862

WHEELWRIGHT v. WALSH.1

District Court, S. D. New York.

May 22, 1890.

SHIPPING—CHARTER PARTY—SUBSTITUTION—EVIDENCE.

Libelant chartered a vessel to bring a cargo of lumber from Fernandina. When the vessel arrived at Fernandina, it was agreed between the parties by a further arrangement, not in writing, that she should take a different cargo to Philadelphia, which she accordingly did. Respondent contended that the Philadelphia voyage was a substitute for the voyage named in the charter; libelant claimed that it was an agreement for an independent voyage, to be made before executing the written charter. Held, that the burden of proof rests on the party that alleges the substitution; and, where the evidence on that point is evenly balanced, the written charter must prevail.

In Admiralty.

Owen, Gray & Sturges, for libelant.

Carpenter & Mosher, for respondent.

BROWN, J. The charter, for the breach of which the above libel is filed, provided that the Caroline Miller should bring a cargo of lumber from Fernandina at a fixed rate.
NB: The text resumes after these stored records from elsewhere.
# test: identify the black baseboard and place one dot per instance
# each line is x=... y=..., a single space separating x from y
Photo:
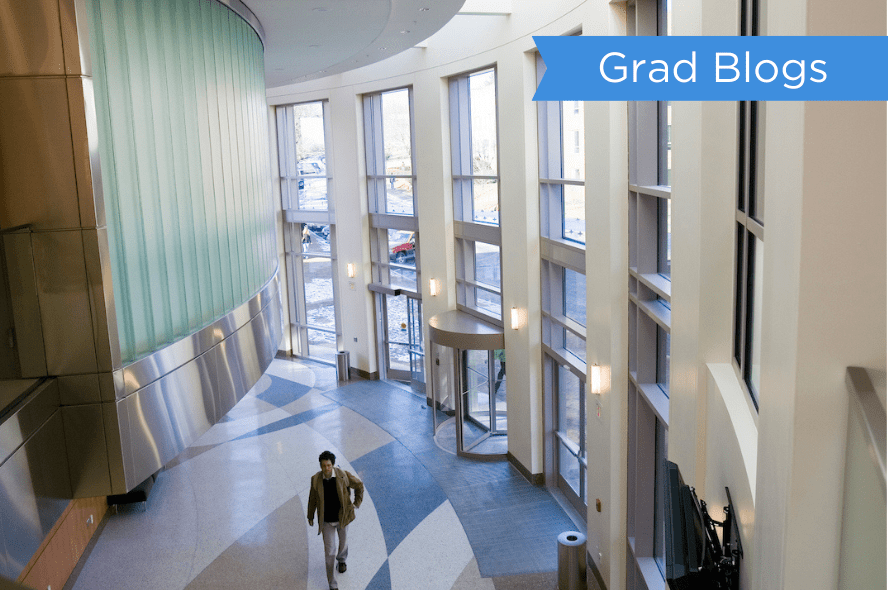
x=597 y=580
x=137 y=494
x=537 y=479
x=374 y=376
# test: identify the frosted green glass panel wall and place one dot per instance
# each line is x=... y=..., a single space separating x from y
x=183 y=141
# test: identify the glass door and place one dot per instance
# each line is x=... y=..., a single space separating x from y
x=570 y=434
x=481 y=428
x=415 y=344
x=402 y=342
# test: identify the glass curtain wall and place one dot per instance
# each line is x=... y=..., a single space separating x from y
x=474 y=156
x=750 y=230
x=650 y=289
x=309 y=230
x=562 y=164
x=180 y=108
x=394 y=235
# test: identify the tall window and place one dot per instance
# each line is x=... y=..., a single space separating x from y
x=562 y=168
x=563 y=252
x=391 y=188
x=473 y=137
x=394 y=233
x=303 y=130
x=750 y=231
x=650 y=293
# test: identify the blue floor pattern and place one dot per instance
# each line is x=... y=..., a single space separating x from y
x=511 y=524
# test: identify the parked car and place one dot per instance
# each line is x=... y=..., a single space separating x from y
x=312 y=167
x=405 y=251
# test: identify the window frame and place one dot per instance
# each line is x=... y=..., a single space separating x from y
x=295 y=219
x=650 y=315
x=468 y=231
x=552 y=162
x=381 y=220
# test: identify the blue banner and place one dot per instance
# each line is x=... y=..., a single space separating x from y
x=713 y=68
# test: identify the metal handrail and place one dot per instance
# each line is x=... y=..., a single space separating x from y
x=869 y=412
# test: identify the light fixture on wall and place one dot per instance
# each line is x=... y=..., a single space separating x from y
x=595 y=379
x=516 y=318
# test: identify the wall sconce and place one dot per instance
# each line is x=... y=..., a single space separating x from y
x=595 y=379
x=516 y=318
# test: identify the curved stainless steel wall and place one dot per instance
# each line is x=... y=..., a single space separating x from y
x=167 y=400
x=34 y=484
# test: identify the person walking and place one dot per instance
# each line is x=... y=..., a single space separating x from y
x=330 y=497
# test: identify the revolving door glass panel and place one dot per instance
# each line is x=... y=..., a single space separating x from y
x=482 y=415
x=474 y=421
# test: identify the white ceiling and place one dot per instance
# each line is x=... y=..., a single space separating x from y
x=307 y=39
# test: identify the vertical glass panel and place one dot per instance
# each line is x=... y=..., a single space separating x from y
x=398 y=332
x=315 y=238
x=308 y=130
x=482 y=104
x=573 y=142
x=318 y=288
x=575 y=345
x=485 y=202
x=664 y=237
x=755 y=362
x=488 y=302
x=569 y=467
x=312 y=193
x=500 y=385
x=574 y=212
x=574 y=293
x=660 y=454
x=402 y=247
x=399 y=357
x=185 y=245
x=477 y=394
x=568 y=404
x=663 y=342
x=669 y=136
x=321 y=345
x=396 y=132
x=739 y=283
x=399 y=195
x=417 y=346
x=487 y=264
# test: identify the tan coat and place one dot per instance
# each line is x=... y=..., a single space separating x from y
x=344 y=481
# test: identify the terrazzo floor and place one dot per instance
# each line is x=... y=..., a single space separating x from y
x=229 y=512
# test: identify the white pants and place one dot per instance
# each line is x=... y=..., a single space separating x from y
x=331 y=555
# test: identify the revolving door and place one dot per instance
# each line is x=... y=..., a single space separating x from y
x=469 y=391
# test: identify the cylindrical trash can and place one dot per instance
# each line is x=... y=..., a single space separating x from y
x=342 y=365
x=571 y=561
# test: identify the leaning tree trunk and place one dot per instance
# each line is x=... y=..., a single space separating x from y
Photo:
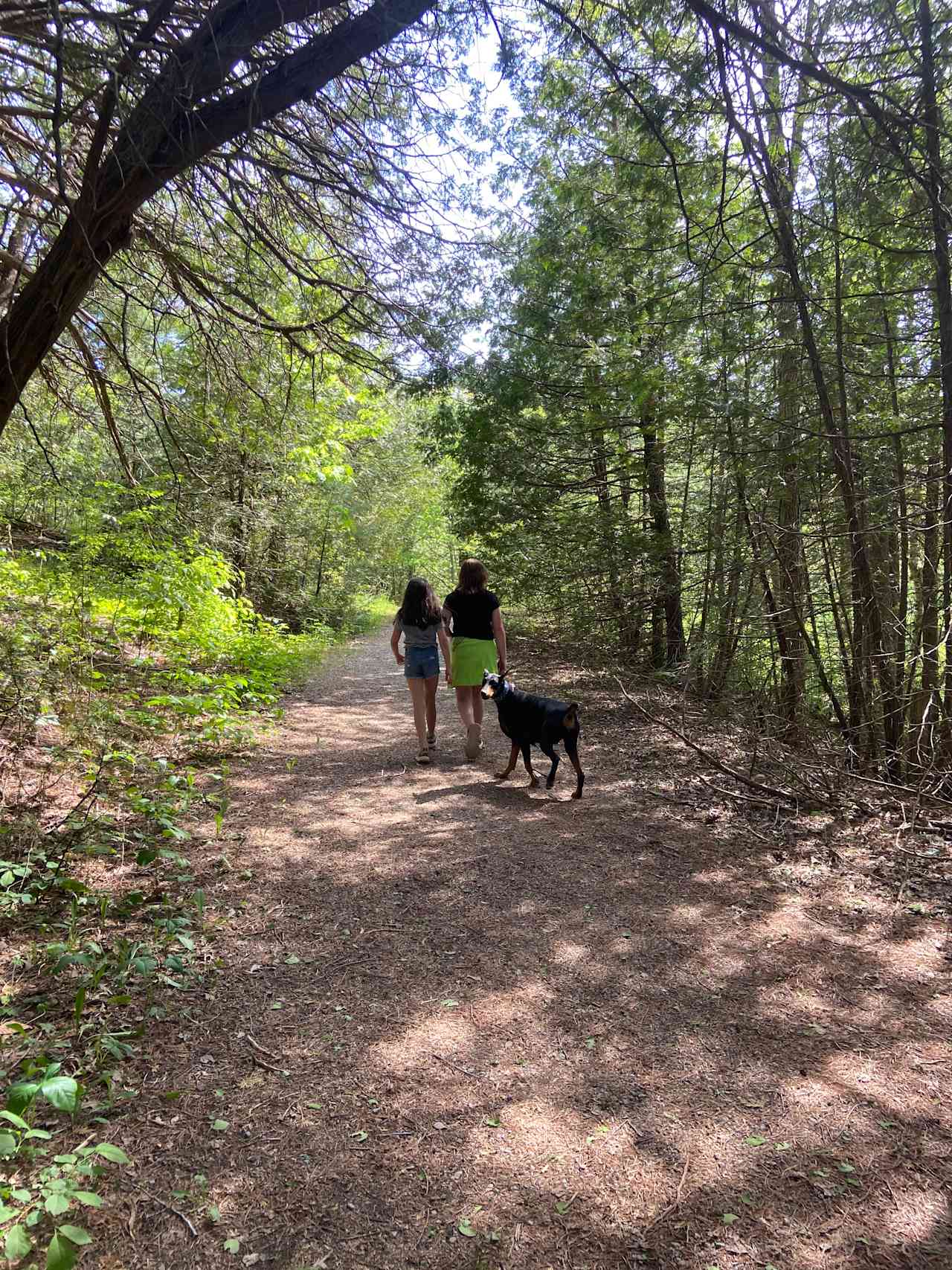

The libelants, who are the charterers, had employed the vessel on her two previous trips. When the vessel arrived at Fernandina, it was agreed between the parties by a further arrangement, not in writing, that she should take a cargo of railroad ties to Philadelphia, which she accordingly did. The respondent contends that this was a Substitute for the agreement to take a cargo of lumber. The libelants contend that it was an agreement for an independent trip, 863to be made before executing the written charter for carrying the lumber. Their witnesses testify that in the negotiation for the Cargo of railroad ties it was explicitly provided that that trip should not affect the charter fur the cargo of lumber. The witness for the respondent denies that there was any such condition, and asserts that it was understood to be a substitute for the charter.
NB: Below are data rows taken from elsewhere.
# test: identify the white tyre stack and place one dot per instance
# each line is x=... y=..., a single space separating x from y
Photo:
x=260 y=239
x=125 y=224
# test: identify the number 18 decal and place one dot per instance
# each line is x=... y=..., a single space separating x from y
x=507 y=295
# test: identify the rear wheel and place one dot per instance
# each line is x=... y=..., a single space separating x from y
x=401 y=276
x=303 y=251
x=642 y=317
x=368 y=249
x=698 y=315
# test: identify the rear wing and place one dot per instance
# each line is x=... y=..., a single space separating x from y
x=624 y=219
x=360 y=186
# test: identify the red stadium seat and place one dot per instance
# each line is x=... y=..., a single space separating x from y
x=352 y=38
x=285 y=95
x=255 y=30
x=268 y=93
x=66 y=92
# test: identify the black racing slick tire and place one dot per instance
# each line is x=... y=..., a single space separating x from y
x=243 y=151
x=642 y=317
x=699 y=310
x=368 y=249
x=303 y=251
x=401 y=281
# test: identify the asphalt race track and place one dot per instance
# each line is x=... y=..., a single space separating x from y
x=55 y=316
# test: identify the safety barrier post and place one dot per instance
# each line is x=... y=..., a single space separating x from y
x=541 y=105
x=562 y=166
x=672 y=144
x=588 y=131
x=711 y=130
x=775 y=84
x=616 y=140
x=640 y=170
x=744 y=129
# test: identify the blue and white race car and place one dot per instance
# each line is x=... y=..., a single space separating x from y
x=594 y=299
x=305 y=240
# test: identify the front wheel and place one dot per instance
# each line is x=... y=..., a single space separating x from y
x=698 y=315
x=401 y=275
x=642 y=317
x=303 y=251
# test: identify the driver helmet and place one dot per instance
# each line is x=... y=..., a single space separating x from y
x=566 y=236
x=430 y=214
In the details of the testimony there are doubtless to be found some circumstances tending to corroborate each. On the one hand, all the prior charters of the ship between the same parties had been in writing. On the other hand, as the agreement for the transportation of the ties was not made until about the time of the arrival of the vessel at Fernandina, and as she was to enter immediately upon the performance of that contract by loading at Fernandina, and was so ordered, there was not the same need of a written contract as in the other cases providing for a future voyage. The libelants, moreover, were under a definite contract with other parties to transport the lumber by a given date; so that it is scarcely probable that they would intend to abandon the existing charter of the vessel for carrying the lumber by substituting ties, and leave the transportation of lumber in fulfillment of their contract wholly unprovided for. The particular time when the lumber was to be transported was not stated in the charter; so that the transportation of the ties first, did not require any modification of the written charter as to the lumber. The written charter was an agreement to carry a particular cargo. Confessedly, that specific cargo has not been carried. The burden of proof to show that something different from what was agreed on in writing has been done and accepted as a substitute for it rests on the party that alleges the substitute. Upon evidence so evenly balanced, and looking also at the various circumstances, I do not think the respondent has made out the substitution by any preponderance of proof; and the written charter, as it stands, must there fore prevail. The respondent, having refused to send a vessel to take the lumber as required by the libelant under the written charter, must there fore be held bound to pay the difference in freight, for which amount, with interest, the libelants are entitled to a decree.

1 Reported by Edward O. Benedict, Esq., of the New York bar.